Dans la théorie, le gouvernement annonce que chaque petro sera adossé à un baril de pétrole. A l’heure où nous écrivons, le prix du baril est d’environ 66 $. Le coût de production total d’un baril vénézuélien était d’environ 27 $ (chiffre mars 2016).

Son lancement prendra la forme d’une Initial Coin Offering (ICO) avec une émission prévue de 100 millions d’unités.

Lors de la phase de prévente (pre-sale) de l’ICO, à partir du 15 février, les investisseurs institutionnels pourront recevoir jusqu’à 38 millions de petros. Un bonus sera alloué aux investisseurs de la première heure. Si dans la pratique, proposer des réductions aux participants aux ICO est courant, le rabais va ici jusqu’à 60% par jetons petro. C’est déjà mauvais signe…

Que ne ferait pas un Etat en désespoir d’argent ?

Les richesses naturelles nationalisées d’abord vendues aux étrangers

Dans ce premier temps, l’acquisition de jetons petro ne pourra pas se réaliser avec des bolivars – pourtant la monnaie nationale du Venezuela – mais avec des monnaies fiduciaires comme le dollar, l’euro, yen… et semble-t-il avec d’autres cryptomonnaies.
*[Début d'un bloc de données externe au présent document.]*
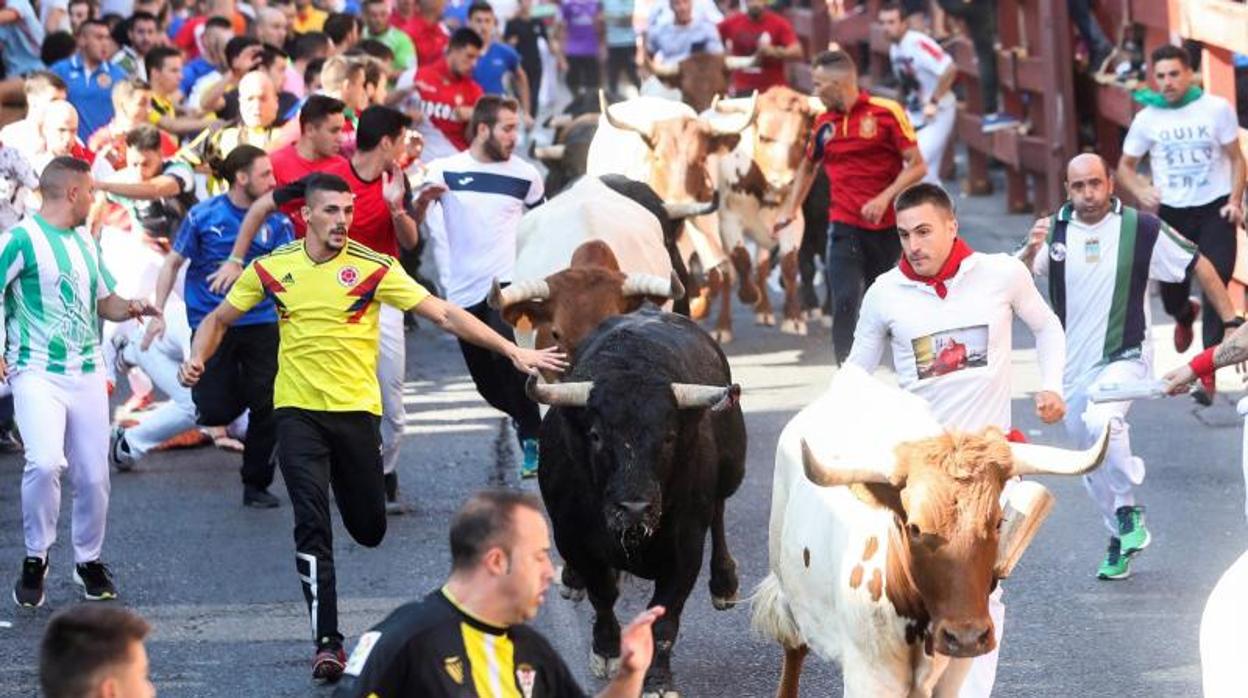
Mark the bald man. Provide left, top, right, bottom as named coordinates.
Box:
left=1020, top=154, right=1243, bottom=579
Dans un second temps, la phase de vente publique (public sale) commencera et 44 millions de petros pourront alors être achetés par le grand public. Cette fois-ci, le bolivar sera accepté.

Pour mémoire, la monnaie nationale a perdu 3 400% de sa valeur face au dollar dans le courant de l’année 2017…
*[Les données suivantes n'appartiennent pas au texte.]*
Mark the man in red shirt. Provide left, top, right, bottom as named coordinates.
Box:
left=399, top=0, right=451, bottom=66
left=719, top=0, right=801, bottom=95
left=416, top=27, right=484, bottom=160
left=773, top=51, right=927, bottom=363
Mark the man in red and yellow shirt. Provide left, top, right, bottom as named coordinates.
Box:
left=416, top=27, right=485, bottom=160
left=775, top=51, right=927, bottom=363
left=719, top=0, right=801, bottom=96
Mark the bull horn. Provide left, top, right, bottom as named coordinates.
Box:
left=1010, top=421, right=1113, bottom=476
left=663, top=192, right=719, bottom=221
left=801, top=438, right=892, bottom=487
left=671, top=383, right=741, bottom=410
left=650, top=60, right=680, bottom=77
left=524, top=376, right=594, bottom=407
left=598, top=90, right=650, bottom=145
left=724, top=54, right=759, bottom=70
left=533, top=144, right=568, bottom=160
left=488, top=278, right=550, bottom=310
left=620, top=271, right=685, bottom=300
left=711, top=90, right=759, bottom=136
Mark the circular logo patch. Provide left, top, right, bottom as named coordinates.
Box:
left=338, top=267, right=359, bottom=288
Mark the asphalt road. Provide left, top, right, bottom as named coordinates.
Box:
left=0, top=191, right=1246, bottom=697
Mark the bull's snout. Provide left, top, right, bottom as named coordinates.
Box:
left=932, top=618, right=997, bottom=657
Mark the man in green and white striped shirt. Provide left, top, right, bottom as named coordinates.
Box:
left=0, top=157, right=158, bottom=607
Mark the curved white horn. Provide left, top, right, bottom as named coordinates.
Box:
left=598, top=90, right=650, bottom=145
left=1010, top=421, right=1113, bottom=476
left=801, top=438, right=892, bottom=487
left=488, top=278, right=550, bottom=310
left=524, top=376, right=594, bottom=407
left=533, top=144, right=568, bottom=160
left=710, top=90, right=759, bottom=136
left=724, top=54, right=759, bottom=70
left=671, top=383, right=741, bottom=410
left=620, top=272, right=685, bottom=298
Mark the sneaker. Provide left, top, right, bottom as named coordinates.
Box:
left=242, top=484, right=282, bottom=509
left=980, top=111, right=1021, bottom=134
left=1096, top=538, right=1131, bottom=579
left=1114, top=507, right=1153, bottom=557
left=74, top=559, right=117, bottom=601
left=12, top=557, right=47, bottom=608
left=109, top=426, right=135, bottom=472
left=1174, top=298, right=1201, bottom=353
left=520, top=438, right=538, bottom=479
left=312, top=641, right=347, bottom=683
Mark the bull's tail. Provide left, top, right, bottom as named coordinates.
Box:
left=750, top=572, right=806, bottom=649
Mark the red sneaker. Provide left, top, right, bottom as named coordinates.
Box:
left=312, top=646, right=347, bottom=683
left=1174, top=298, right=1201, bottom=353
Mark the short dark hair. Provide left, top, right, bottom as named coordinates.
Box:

Autre détail, le petro est miné à l’avance (pre-mined). L’émission de nouveaux jetons sera donc à la parfaite discrétion du gouvernement vénézuélien.
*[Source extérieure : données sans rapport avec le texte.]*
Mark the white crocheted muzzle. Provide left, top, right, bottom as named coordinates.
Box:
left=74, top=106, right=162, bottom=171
Enfin, l’on est en droit de se demander ce qu’il adviendra des 18 millions de petros sur les 100 millions que le gouvernement entend émettre, puisque pendant l’ICO, 82 millions pourront être acquis au total.

Une escroquerie sous la forme d’une cryptomonnaie dévoyée ?

Sans surprise, le petro reçoit de vives critiques. A commencer par l’opposition au gouvernement PSUV de Maduro.

La voix du député Jorge Millán s’est élevée contre ce qu’il qualifie de « nouvel acte de fraude » :

« Nous voici face à un nouveau type d’escroquerie déguisé en solution à la crise financière. Ce gouvernement incompétent veut compenser le manque de production pétrolière avec ces barils virtuels ».

« Ce n’est pas une cryptomonnaie, c’est une vente à terme de pétrole vénézuélien. Elle est faite sur-mesure pour la corruption. »

Le petro est jugé illégal par le parlement. Mais son poids est bien faible face à un exécutif qui n’en fait qu’à sa tête.

Le président est en fin de mandat, mais il tentera la réélection d’ici quelques mois.

Le bolivar à force d’hyperinflation n’a plus la confiance de personne. Cette défiance n’est pas liée au bolivar en lui-même, mais à des gouvernements en pleine déconfiture et incapables de résoudre une crise financière, politique, sociale, humanitaire.

Pourquoi donc le petro aurait-il davantage la confiance du public ? Parce qu’il est prétendument adossé à des barils de pétrole dont le coût d’extraction est peu compétitif et opaque ?

(1) TradingEconomics, chiffre 2015.

(2) Nicolas Maduro veut sauver son pays grâce à une cryptomonnaie, article du Figaro, 4 décembre 2017.